Fenomena unik pun muncul. Sebagian warga memilih untuk secara administratif keluar dari keanggotaan agama, bahkan mendeklarasikan diri sebagai ateis, demi terbebas dari kewajiban membayar pajak tersebut.
Eeksodus iman tengah terjadi di Swiss, dan angkanya melonjak tajam. Di baliknya, ada satu faktor yang tak bisa diabaikan: pajak gereja.
Di negara ini, menjadi anggota gereja bukan sekadar urusan spiritual, tapi juga finansial. Setiap individu yang terdaftar dalam gereja resmi negara wajib membayar pajak sekitar 1–3 persen dari penghasilan. Tidak ada celah: satu-satunya cara untuk berhenti membayar adalah dengan keluar dari keanggotaan gereja itu sendiri.
Dan pada 2023, pilihan itu diambil secara massal.
Menurut laporan media lokal, sebanyak 67.497 orang resmi meninggalkan Gereja Katolik. Angka ini hampir dua kali lipat dibanding tahun sebelumnya—sebuah lonjakan yang mencolok dan sulit diabaikan. Di sisi lain, gereja Protestan juga mengalami gelombang serupa, dengan 39.517 orang mengundurkan diri. Jika digabungkan, hampir 100.000 orang Swiss memutuskan hubungan formal dengan gereja hanya dalam satu tahun.
Di wilayah Basel-Stadt, fenomena ini bahkan lebih terasa. Provinsi di Swiss utara itu mencatat tingkat pengunduran diri tertinggi, mencapai 4,5 persen. Sistem administrasi yang mempermudah proses keluar dari keanggotaan gereja disebut-sebut menjadi salah satu pemicu tingginya angka tersebut.
Namun, persoalannya tidak sesederhana soal uang.

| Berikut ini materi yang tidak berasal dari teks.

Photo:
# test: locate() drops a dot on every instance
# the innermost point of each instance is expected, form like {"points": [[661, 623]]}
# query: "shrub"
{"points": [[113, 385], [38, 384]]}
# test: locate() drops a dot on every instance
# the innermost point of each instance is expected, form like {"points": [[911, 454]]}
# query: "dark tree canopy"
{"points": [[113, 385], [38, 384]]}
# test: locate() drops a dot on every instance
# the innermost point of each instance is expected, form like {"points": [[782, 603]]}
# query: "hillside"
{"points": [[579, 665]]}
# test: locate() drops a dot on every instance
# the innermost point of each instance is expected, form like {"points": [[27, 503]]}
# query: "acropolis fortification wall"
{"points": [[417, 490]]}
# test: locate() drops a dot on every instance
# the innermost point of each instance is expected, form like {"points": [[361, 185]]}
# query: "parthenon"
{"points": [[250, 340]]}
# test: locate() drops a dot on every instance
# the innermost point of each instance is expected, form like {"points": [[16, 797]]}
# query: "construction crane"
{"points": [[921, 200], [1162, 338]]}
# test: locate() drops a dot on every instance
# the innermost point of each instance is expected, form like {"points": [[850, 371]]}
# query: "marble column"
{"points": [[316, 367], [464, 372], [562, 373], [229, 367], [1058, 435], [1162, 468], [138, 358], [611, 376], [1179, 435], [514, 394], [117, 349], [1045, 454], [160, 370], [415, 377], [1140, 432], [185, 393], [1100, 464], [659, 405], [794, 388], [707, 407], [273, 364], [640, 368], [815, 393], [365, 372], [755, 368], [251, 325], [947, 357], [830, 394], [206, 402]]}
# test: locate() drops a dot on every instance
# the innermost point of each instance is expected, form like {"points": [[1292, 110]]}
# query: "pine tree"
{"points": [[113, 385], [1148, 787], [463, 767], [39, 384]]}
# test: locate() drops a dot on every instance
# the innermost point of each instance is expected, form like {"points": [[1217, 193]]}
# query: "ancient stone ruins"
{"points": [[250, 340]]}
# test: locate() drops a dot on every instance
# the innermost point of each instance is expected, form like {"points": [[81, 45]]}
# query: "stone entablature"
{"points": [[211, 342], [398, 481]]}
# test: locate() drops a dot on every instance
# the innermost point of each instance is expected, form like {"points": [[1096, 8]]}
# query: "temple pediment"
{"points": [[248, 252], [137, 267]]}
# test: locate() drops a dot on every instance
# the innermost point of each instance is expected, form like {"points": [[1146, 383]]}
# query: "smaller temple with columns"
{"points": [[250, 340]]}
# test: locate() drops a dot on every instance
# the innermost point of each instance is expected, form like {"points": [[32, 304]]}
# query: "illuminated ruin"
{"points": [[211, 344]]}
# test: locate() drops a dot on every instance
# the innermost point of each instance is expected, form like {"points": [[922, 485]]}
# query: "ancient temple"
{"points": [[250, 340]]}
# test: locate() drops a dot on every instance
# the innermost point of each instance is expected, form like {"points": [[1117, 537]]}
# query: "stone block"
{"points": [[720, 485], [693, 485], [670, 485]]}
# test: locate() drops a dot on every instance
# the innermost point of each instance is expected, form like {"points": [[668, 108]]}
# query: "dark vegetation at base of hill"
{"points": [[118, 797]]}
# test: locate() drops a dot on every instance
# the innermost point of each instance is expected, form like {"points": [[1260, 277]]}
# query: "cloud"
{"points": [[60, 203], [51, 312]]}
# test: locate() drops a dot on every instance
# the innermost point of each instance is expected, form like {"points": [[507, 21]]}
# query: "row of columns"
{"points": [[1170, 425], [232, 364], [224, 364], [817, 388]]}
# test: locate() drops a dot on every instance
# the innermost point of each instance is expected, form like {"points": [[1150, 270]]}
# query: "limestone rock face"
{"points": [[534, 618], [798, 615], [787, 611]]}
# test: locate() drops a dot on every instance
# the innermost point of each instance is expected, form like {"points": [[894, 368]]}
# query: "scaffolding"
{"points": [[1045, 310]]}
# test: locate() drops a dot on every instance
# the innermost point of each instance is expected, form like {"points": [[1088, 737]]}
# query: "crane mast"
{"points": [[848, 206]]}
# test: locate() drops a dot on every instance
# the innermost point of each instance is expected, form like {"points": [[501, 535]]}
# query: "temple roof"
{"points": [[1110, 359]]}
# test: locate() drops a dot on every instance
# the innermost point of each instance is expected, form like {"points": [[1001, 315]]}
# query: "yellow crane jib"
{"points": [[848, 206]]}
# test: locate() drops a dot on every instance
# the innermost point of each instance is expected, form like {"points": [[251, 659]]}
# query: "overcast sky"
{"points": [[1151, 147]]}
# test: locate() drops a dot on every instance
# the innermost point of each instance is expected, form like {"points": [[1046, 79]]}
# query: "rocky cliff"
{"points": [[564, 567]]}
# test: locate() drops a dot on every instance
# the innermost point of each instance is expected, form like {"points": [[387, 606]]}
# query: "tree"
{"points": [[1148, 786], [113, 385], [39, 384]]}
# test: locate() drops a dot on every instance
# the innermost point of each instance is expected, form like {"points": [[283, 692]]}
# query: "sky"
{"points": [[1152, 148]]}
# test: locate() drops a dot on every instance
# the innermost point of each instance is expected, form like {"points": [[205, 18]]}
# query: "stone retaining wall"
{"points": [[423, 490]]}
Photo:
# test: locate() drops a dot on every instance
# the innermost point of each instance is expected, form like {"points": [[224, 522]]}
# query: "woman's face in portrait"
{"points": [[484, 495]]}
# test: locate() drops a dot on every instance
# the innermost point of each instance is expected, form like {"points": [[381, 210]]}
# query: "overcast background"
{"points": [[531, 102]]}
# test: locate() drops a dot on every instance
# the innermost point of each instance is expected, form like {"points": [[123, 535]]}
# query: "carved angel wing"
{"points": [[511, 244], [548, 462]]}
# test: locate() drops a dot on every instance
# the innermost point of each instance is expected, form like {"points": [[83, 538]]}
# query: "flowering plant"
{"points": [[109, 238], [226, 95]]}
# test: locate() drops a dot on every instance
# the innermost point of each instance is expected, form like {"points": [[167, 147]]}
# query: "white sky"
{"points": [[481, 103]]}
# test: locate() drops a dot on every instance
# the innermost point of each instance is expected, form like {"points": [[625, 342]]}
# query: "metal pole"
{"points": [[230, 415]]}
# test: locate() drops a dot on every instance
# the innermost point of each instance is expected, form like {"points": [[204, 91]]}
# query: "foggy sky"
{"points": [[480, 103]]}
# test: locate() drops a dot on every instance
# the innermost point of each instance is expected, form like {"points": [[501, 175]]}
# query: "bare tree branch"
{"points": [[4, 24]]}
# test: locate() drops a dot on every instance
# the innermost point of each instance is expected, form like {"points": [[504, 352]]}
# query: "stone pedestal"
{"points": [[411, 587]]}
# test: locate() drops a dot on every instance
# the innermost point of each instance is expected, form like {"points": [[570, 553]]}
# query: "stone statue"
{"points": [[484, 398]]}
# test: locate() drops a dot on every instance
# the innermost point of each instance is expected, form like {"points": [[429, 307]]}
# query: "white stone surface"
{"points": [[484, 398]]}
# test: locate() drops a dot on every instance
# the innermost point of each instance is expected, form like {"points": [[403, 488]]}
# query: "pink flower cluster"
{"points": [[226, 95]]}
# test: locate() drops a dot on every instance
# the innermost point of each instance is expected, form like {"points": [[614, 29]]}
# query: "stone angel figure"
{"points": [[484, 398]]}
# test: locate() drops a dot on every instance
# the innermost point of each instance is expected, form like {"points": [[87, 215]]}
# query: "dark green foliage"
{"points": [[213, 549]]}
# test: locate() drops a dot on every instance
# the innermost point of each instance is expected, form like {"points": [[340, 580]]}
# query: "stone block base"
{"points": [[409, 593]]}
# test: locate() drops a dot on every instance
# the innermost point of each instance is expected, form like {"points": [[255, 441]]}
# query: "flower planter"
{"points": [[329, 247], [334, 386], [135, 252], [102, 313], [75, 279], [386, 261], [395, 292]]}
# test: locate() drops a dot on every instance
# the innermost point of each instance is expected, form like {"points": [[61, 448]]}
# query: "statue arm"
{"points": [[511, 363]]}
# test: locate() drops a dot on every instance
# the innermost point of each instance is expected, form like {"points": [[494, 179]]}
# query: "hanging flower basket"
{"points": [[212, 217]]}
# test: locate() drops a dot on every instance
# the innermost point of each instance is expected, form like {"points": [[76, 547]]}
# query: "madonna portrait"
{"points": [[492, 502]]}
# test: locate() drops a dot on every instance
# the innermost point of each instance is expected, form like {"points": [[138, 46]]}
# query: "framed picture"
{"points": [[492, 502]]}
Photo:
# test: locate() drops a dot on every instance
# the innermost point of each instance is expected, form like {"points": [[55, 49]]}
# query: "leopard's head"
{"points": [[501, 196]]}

Data dari berbagai lembaga menunjukkan bahwa di wilayah dengan pajak gereja, tingkat keluar dari agama cenderung lebih tinggi. Ini memunculkan pertanyaan besar: apakah kewajiban finansial justru mempercepat jarak antara masyarakat dan institusi keagamaan?
Di sisi lain, faktor lain juga ikut bermain. Gelombang sekularisme yang semakin kuat, ditambah berbagai skandal di lingkungan rumah ibadah, ikut menggerus kepercayaan publik. Bagi sebagian orang, keputusan keluar bukan sekadar menghindari pajak, melainkan refleksi dari perubahan keyakinan yang lebih dalam.
Yang paling mencolok, tren ini berjalan seiring dengan meningkatnya jumlah warga Swiss yang mengidentifikasi diri sebagai ateis sekitar 34 persen populasi pada 2022. Ini bukan lagi sekadar fenomena administratif, melainkan pergeseran sosial yang signifikan.
Swiss hari ini tidak hanya menghadapi penurunan jumlah jemaat, tetapi juga redefinisi hubungan antara agama, negara, dan individu. Pajak gereja mungkin menjadi pemicu, tetapi gelombang yang terjadi jauh lebih besar: sebuah transformasi cara masyarakat memaknai iman di era modern.